Дальше из невинных детских уст посыпалось такое, что Обр, черных слов не любивший, хотя рядом всегда был великий ругатель Маркушка, озлился окончательно.
– Зато сейчас я могу встать, – с угрозой сказал он и поднялся, уронив с колен перемет. Накостылять поганцам так, чтоб вечно помнили, или просто надрать уши, он еще не решил, но надеялся, что, пообщавшись с ним, они долго здесь не появятся.
Он уже хотел толкнуть дверь, когда в запястье вцепилась маленькая шершавая рука.
– Не ходи.
– Это почему? – удивился Обр. – Дам им раза, чтоб долго помнили. Да не боись, до смерти убивать не стану.
– Увидят тебя. Худо будет.
Обр вздрогнул, отбросил бабкину руку.
– Ты знаешь, кто я?
– Ну, кто… Разбойник.
– Чего?! Я Хорт, прямой потомок самого Оберона Сигурда Храброго.
– Так я же и говорю, – безмятежно согласилась бабка, – Хорт. Разбойник.
Обр медленно завел руки назад и отступил к стене, чтобы не укокошить ненароком полоумную старуху. Почти сто лет Хорты сражались и умирали за этих смердов, за то, чтобы защитить их от князя, выкинуть из Усолья проклятую стражу, и вот она, благодарность.
– Так чего ж ты меня не выдала? – выговорил он, давясь словами. – В цене не сошлись?

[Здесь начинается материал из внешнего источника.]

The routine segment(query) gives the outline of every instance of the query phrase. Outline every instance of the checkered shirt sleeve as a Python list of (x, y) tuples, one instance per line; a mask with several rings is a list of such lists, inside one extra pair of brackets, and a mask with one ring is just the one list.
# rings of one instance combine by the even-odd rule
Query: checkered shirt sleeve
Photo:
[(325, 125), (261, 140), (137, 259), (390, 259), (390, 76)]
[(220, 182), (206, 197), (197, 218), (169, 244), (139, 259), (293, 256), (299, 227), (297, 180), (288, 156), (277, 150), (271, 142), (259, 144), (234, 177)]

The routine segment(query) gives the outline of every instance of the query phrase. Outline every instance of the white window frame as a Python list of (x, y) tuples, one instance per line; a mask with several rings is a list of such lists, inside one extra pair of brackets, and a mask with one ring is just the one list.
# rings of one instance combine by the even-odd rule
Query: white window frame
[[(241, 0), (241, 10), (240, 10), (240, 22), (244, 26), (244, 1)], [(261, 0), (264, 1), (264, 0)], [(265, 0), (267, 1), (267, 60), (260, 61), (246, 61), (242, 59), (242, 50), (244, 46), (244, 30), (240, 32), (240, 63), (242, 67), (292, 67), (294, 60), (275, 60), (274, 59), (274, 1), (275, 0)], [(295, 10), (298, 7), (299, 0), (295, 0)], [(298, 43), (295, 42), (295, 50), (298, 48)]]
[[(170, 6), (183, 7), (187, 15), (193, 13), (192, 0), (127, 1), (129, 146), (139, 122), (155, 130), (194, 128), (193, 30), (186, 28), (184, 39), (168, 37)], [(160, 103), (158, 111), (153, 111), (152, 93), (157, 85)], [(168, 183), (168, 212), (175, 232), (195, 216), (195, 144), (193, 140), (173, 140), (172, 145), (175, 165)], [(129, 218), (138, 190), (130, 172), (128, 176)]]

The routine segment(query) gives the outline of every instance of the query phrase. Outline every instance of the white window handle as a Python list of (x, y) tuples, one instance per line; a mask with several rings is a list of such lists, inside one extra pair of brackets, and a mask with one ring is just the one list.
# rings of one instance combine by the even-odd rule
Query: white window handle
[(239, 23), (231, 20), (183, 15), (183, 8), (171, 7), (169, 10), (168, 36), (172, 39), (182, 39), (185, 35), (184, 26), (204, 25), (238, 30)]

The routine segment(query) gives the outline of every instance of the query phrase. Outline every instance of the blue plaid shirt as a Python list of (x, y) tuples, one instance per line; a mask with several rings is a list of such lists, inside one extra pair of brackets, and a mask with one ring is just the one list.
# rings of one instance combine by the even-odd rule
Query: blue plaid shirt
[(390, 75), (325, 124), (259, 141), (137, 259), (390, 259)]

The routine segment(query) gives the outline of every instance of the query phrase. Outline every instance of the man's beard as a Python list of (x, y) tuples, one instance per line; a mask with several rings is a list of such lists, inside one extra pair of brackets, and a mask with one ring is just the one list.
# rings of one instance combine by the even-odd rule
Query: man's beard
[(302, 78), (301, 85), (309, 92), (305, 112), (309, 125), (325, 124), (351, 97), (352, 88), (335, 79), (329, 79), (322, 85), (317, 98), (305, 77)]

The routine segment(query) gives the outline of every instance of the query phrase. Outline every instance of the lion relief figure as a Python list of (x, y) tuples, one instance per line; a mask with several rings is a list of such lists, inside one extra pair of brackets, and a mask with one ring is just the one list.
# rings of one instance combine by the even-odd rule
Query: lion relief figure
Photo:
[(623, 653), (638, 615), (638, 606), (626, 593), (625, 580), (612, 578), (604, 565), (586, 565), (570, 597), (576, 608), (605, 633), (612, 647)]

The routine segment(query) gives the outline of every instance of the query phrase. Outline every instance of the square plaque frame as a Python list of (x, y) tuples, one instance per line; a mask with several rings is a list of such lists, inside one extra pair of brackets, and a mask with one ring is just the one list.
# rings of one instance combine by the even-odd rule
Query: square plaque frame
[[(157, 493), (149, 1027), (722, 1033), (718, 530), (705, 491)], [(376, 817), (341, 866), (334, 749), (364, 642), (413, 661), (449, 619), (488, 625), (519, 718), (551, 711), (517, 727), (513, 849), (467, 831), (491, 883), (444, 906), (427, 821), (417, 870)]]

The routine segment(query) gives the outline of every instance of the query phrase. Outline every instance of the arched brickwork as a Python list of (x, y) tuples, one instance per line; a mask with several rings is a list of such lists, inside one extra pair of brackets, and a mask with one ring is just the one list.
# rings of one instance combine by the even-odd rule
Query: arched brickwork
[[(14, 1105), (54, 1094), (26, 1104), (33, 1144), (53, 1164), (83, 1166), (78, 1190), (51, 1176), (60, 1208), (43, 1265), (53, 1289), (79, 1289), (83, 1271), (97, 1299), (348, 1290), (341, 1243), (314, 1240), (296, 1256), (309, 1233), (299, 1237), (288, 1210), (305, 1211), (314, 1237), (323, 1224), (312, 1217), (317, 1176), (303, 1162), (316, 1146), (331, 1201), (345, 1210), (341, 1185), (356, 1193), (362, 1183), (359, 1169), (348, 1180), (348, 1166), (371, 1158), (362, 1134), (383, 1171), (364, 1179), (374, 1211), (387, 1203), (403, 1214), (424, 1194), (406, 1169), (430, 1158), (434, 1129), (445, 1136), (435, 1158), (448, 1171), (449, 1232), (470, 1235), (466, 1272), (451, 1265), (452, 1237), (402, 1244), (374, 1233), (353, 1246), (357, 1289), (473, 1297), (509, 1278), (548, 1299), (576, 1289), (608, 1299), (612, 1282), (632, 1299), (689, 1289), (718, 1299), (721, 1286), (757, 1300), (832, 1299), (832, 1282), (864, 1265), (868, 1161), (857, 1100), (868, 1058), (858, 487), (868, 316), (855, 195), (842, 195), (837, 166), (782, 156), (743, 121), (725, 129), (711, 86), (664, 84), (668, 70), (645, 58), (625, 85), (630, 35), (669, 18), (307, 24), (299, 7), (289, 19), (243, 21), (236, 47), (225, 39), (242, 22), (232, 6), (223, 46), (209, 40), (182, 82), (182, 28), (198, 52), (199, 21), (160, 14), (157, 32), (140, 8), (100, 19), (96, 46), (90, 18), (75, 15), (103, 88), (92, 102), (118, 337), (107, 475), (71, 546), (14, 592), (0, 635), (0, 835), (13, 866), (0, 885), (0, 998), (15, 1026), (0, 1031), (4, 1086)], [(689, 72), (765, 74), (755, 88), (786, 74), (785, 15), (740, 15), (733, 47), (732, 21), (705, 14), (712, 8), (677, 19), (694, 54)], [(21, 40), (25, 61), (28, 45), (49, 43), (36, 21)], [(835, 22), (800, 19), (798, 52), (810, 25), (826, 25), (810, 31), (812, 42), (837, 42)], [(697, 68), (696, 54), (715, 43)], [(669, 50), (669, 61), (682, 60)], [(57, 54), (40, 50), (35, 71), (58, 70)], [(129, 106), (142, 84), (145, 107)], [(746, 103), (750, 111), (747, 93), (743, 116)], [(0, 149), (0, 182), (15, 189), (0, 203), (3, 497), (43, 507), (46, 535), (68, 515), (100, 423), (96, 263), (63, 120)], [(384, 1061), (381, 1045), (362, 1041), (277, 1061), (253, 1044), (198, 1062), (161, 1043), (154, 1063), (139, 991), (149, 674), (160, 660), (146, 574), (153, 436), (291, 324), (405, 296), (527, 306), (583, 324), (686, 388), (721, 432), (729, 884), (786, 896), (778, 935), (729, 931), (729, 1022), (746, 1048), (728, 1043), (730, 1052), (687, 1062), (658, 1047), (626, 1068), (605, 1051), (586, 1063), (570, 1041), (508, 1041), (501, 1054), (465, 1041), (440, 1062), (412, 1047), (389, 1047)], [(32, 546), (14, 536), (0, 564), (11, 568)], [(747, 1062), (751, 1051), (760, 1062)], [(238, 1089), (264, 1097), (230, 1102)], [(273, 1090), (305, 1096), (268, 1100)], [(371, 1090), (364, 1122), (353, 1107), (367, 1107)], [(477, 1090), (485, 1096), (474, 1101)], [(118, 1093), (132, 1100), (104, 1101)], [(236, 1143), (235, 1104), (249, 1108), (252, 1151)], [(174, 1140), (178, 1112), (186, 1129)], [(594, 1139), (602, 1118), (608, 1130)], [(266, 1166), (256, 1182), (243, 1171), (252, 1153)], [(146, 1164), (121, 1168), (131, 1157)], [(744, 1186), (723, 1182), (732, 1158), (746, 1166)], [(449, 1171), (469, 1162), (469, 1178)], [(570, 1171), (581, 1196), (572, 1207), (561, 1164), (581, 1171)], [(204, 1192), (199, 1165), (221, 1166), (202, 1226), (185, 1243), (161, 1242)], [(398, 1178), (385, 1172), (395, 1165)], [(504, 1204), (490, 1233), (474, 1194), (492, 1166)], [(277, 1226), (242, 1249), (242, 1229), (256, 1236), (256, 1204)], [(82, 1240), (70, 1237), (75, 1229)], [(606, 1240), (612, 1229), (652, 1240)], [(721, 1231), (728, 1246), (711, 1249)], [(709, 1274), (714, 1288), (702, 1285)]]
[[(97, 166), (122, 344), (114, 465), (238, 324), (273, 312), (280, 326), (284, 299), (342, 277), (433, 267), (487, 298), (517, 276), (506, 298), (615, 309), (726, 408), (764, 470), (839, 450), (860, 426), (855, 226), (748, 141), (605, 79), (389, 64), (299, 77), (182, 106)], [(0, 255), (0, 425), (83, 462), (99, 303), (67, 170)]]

Бабка глянула на него из-под махров дурацкого платка и вновь вернулась к своему перемету.
– Боишься меня?
– Боюсь, – сказано это было так, будто дырявая сетка занимала ее куда больше, чем обозленный Обр.
– Как есть подуруша. Увидела, мужик валяется, весь в крови, да еще связанный, и подумала: дай-ка подберу, может, в хозяйстве пригодится? Стражу надо было звать, а не в лодку меня тащить.
Бабка тяжело вздохнула.
– Ты плакал.
Хорт аж задохнулся от такого оскорбления.
– Врешь.
– Скулил так жалобно. Будто котенок брошенный.
– Дура! – Обр плюхнулся на лавку, поискал, чего бы такое сломать. Ничего не нашел. Пришлось просто двинуть кулаком в стену. Стена задрожала, но выдержала.
Минут через пять он немного успокоился и понял, что теперь можно задать вопрос, который терзал его все это время.